Novel subtype-specific genes identify distinct subpopulations of callosal projection neurons

Bradley J. Molyneaux, Paola Arlotta, Ryann M. Fame, Jessica L. MacDonald, Kyle L. MacQuarrie, Jeffrey D. Macklis

Research output: Contribution to journalArticlepeer-review

160 Scopus citations


Little is known about the molecular development and heterogeneity of callosal projection neurons (CPN), cortical commissural neurons that connect homotopic regions of the two cerebral hemispheres via the corpus callosum and that are critical for bilateral integration of cortical information. Here we report on the identification of a series of genes that individually and in combination define CPN and novel CPN subpopulations during embryonic and postnatal development. We used in situ hybridization analysis, immunocytochemistry, and retrograde labeling to define the layer-specific and neuron-type-specific distribution of these newly identified CPN genes across different stages of maturation. We demonstrate that a subset of these genes (e.g., Hspb3 and Lpl) appear specific to all CPN (in layers II/III and V-VI), whereas others (e.g., Nectin-3, Plexin-D1, and Dkk3) discriminate between CPN of the deep layers and those of the upper layers. Furthermore, the data show that several genes finely subdivide CPN within individual layers and appear to label CPN subpopulations that have not been described previously using anatomical or morphological criteria.
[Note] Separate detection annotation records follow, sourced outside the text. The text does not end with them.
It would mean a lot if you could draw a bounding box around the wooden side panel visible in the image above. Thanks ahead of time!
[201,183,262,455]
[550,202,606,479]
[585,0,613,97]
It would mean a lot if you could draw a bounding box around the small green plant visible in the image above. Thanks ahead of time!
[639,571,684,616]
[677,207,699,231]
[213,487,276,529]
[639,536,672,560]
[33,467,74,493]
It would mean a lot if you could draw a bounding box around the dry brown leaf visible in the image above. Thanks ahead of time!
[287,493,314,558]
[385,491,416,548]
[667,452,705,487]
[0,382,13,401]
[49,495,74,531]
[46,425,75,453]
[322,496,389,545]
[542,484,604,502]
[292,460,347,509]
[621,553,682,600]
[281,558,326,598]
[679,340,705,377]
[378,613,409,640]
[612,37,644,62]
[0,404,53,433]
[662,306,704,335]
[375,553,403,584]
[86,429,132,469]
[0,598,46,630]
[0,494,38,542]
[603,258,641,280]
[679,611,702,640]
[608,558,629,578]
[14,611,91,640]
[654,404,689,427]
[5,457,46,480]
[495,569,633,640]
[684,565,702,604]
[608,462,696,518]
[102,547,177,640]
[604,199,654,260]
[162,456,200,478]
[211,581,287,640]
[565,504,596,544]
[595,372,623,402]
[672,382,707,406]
The genes identified here likely reflect the existence of distinct programs of gene expression governing the development, maturation, and function of the newly identified subpopulations of CPN. Together, these data define the first set of genes that identify and molecularly subcategorize distinct populations of callosal projection neurons, often located in distinct subdivisions of the canonical cortical laminae.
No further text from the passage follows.